My first pick is arguably the best value of all 1855 Grand Cru Classe wines. Grand Puy Ducasse is a fifth growth wine from the prestigious Pauillac sub-appellation. This is the same appellation that produces the legendary first growth wines Chateaux Latour, Lafite Rothschild and Mouton Rothschild. While admittedly Grand Puy Ducasse doesn’t reach the lofty height of those first growths, neither does its price. A blend of about 65 percent Cabernet Sauvignon and 35 percent Merlot, this wine offers a substantial, yet elegant Bordeaux experience of dark fruit and spices. Grand Puy Ducasse is an age-worthy wine that, depending on the vintage, can be cellared for 10 to over 20 years.

Another Grand Cru Classe wine that’s still affordable is Chateau Giscours. This third growth chateau from the Margaux sub-appellation is large with 200 acres (0.8sqkm) of 70 percent Cabernet Sauvignon, 20 percent Merlot, 8 percent Cabernet Franc and 2 percent Petit Verdot vines.

While typically not as elegant or complex as the top Margaux chateaux like Chateaux Margaux, Rausan Segla and Palmer, Giscours nonetheless offers a high-quality, classy Bordeaux experience. The wines tend to be more full-bodied than other Margaux wines with a smooth, weighty mouth-feel.

Another relatively large chateau on the 1855 Classification is Chateau Beychevelle located in Saint Julian.

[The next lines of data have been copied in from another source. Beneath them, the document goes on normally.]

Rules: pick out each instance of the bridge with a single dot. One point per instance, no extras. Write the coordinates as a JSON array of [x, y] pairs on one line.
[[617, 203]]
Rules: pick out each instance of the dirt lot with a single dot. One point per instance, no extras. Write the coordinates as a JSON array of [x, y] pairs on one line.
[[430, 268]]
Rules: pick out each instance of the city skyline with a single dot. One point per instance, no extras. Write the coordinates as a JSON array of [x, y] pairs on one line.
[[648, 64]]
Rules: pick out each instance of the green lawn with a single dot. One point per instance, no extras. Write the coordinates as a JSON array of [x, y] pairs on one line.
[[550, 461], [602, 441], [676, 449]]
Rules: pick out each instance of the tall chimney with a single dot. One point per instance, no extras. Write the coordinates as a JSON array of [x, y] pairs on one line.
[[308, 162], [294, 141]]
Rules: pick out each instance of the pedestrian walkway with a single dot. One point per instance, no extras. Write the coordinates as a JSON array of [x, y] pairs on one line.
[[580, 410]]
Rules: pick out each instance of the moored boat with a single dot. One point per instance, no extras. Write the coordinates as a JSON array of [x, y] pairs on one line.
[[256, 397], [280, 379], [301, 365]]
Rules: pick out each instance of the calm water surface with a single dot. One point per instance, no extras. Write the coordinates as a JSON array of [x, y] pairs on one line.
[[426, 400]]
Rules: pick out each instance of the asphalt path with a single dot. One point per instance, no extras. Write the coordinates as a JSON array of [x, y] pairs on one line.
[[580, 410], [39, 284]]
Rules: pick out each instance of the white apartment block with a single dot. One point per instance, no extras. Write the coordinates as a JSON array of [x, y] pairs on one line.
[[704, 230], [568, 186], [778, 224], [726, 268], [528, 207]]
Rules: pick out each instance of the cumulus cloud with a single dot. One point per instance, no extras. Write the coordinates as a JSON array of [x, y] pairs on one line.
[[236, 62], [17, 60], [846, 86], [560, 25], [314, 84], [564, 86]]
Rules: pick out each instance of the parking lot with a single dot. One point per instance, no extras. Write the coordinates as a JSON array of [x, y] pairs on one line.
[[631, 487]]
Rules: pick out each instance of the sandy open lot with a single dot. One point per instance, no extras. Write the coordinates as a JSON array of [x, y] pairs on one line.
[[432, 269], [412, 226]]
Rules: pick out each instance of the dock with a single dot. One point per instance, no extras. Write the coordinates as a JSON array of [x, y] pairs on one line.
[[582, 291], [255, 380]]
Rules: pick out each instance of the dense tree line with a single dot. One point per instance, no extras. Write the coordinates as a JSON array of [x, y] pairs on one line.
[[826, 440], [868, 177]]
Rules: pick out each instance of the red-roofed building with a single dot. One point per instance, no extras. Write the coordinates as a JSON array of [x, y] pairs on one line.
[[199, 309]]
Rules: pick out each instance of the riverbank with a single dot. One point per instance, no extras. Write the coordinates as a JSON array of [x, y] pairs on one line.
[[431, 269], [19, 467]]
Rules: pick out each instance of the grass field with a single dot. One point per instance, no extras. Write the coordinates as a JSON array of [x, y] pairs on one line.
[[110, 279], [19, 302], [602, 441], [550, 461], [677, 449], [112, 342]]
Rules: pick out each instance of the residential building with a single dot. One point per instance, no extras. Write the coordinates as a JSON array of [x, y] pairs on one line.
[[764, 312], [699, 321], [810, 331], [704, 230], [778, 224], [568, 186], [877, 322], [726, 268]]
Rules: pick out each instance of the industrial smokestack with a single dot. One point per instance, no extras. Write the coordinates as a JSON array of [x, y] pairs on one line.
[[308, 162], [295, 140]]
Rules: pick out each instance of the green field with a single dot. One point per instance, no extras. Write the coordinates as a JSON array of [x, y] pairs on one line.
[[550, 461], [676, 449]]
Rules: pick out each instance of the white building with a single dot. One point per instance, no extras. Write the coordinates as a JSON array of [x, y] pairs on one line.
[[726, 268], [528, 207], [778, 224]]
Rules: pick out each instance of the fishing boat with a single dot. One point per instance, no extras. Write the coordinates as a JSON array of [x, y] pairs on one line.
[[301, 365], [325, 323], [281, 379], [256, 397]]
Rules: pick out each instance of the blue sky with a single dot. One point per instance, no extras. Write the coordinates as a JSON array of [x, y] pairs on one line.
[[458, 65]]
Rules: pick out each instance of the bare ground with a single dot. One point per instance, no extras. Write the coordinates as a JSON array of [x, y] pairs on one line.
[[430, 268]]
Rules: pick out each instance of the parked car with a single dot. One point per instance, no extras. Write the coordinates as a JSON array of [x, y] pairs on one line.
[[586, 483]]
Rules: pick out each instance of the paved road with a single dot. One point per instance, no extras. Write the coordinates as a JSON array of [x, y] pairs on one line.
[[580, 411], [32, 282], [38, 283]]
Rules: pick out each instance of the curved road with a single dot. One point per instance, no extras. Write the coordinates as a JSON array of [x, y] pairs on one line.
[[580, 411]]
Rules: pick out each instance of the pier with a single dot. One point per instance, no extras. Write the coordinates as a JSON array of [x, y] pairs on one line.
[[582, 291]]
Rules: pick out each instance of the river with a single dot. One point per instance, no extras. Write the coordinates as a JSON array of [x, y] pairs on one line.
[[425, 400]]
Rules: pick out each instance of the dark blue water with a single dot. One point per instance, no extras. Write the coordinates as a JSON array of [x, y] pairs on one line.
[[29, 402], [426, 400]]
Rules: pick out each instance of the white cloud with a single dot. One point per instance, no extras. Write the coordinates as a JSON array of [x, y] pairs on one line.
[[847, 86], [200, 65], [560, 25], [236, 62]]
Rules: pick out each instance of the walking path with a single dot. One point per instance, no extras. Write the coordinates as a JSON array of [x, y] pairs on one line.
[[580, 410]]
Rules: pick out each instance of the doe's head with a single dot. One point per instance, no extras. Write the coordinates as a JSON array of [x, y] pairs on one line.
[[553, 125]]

With over 500 years of history, this chateau is one of the most recognized and beloved wines of Bordeaux. The name Beychevelle literally means “strike sail” referring to a time when the ships of the French navy would sail pass and salute the former owner of the chateau, the Duke of Epernon who was also the Grand Admiral of France. The 18th century Louis XV style chateau is one of the most beautiful constructions in Bordeaux.

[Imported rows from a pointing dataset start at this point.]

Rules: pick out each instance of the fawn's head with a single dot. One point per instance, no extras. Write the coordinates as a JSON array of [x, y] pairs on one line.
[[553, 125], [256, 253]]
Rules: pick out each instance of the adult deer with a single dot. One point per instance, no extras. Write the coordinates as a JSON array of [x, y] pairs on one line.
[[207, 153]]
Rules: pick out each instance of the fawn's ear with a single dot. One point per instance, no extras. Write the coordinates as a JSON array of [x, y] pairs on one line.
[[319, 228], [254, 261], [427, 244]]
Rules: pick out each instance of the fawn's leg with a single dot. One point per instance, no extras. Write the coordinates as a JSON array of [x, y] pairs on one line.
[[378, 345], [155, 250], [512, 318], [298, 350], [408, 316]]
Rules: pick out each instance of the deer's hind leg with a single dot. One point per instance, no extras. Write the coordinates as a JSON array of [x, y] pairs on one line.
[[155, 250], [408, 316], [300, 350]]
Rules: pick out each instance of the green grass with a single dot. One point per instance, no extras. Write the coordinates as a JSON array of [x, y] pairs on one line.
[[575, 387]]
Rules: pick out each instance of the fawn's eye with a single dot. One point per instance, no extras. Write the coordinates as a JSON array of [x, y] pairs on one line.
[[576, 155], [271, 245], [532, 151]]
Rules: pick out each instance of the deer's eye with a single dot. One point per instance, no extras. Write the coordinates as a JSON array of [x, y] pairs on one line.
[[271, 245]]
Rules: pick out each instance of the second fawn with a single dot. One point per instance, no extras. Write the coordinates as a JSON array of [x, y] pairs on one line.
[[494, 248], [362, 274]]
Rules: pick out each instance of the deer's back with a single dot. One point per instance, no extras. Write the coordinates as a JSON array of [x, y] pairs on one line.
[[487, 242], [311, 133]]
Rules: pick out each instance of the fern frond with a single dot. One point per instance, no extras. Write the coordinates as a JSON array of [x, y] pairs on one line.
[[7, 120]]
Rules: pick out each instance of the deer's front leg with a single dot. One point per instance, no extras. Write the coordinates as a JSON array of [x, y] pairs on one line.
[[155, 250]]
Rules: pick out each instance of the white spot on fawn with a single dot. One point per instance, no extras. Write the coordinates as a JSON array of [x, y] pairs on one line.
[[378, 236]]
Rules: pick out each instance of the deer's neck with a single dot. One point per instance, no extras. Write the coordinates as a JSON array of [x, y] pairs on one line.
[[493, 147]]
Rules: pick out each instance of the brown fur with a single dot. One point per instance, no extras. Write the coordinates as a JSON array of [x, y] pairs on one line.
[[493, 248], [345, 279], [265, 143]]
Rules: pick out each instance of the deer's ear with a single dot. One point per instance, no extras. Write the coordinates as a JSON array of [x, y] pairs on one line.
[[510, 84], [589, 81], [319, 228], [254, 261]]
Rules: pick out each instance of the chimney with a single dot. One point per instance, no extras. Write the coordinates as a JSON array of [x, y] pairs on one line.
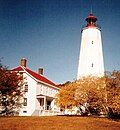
[[40, 71], [23, 62]]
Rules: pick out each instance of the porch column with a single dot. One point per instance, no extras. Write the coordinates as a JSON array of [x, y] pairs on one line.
[[44, 102]]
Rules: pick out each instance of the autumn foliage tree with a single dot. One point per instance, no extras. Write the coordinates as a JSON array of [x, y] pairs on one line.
[[66, 96], [113, 92], [10, 91], [101, 93]]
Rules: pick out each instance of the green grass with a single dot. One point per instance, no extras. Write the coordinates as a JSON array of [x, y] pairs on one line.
[[57, 123]]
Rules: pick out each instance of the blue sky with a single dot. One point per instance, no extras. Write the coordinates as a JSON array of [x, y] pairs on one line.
[[47, 34]]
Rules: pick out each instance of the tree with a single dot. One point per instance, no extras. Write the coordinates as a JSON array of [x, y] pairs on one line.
[[113, 92], [91, 90], [10, 91]]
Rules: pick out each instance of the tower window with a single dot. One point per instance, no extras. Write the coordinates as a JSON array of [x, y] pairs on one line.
[[26, 88], [92, 65], [25, 102]]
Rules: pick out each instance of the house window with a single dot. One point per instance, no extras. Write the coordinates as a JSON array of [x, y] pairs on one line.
[[26, 88], [25, 102]]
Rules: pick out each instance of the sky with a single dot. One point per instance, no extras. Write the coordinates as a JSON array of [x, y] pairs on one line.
[[47, 33]]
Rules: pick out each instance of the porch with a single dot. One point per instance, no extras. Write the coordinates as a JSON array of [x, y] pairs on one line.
[[45, 106]]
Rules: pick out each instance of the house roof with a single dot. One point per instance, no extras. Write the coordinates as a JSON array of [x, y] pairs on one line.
[[38, 77]]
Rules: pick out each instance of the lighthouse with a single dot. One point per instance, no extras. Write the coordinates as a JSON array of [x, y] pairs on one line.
[[91, 55]]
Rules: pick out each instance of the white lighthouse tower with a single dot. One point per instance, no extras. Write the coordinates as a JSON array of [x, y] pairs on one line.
[[91, 55]]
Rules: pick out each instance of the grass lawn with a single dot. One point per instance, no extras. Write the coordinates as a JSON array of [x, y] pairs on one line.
[[58, 123]]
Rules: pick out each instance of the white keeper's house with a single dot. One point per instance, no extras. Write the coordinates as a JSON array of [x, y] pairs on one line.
[[39, 97]]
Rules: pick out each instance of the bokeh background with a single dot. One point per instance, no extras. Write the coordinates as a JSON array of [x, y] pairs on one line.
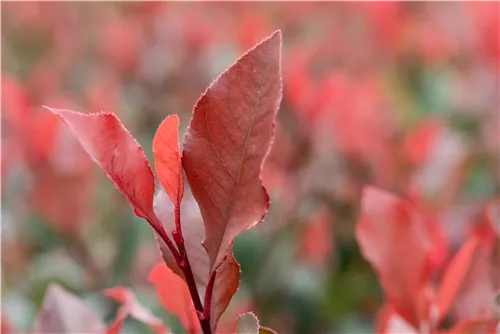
[[399, 94]]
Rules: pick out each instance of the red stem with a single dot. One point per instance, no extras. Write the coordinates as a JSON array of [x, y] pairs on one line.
[[208, 295], [183, 263]]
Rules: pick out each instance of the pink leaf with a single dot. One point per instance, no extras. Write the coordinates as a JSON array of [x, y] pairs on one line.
[[247, 323], [193, 232], [174, 295], [168, 158], [455, 274], [63, 312], [131, 307], [119, 155], [228, 140], [227, 280], [393, 238]]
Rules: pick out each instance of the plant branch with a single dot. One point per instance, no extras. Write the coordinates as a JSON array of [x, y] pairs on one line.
[[182, 260]]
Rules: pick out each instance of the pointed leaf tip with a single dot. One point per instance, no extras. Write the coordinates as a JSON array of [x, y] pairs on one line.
[[118, 154], [167, 156]]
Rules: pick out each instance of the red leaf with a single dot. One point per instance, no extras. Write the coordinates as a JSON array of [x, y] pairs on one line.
[[119, 155], [63, 312], [455, 274], [174, 295], [476, 326], [193, 232], [227, 279], [228, 273], [131, 307], [476, 298], [389, 322], [393, 238], [229, 137], [168, 158], [247, 323]]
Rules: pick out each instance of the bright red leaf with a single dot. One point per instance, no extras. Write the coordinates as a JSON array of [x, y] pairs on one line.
[[168, 158], [193, 232], [131, 307], [229, 137], [455, 274], [118, 154], [393, 238], [62, 312], [174, 295], [226, 283]]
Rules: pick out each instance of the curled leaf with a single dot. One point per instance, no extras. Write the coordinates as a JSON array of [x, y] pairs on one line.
[[393, 238], [118, 154], [174, 295], [133, 308], [229, 138], [168, 158], [63, 312]]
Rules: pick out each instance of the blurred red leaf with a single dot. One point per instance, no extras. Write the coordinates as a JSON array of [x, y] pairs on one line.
[[393, 238], [248, 323], [317, 238], [476, 326], [454, 275], [174, 295], [168, 158], [119, 155], [63, 312], [227, 142], [476, 298], [131, 307]]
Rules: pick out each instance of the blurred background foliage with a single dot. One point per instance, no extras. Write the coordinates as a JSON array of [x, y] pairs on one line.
[[398, 94]]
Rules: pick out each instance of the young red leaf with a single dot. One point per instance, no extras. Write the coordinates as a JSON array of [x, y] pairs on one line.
[[227, 280], [174, 295], [228, 140], [193, 232], [393, 238], [455, 274], [131, 307], [475, 326], [168, 158], [119, 155], [227, 276], [63, 312], [247, 323]]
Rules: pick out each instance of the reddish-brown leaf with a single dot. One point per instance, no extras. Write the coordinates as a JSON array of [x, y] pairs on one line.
[[229, 137], [476, 297], [168, 158], [474, 326], [63, 312], [133, 308], [174, 295], [119, 155], [393, 238], [247, 323], [455, 274], [227, 280], [193, 232]]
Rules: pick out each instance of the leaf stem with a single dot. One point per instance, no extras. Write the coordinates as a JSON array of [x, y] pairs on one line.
[[183, 263]]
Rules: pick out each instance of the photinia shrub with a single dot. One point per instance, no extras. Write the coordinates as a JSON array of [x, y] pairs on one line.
[[396, 240], [223, 152]]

Depending on slight variations according to different vintages, Chateau Beychevelle is usually about 60 percent Cabernet Sauvignon, 35 percent Merlot with equal parts of Cabernet Franc and Petit Verdot comprising the rest of the blend. A fourth growth wine according to the 1855 Classification, Beychevelle is an elegant and balanced wine that most wine lovers including myself believe routinely performs above its classification.

Two more classed growth wines also deserve mention. A classy duet of second growth wines on 1855 Classification, while certainly not cheap, also won’t put you in the poor house. They are Cos d’Estournel and Rauzan Segla. The former winery features an iconic Oriental pagoda chai, therefore this Saint Estephe Bordeaux red wine has long been associated with the Orient. When it was classified as a second growth at the Paris World Fair in 1855, the popularity of the chateau soared and in the late 19th century. Today the wine is considered one of the top two or three Saint Estephe wines. The return to greatness for Rauzan-Segla started with the great Margaux vintage of 1983 which I first tasted over 30 years ago. It remains one of the best Bordeaux I’ve ever tasted.

Varieties:

In Medoc the most important variety for top wines is Cabernet Sauvignon with Merlot playing a supporting role along with minor contributions from Cabernet Franc and Petit Verdot.

Key term:

Chateaux is the plural form of chateau.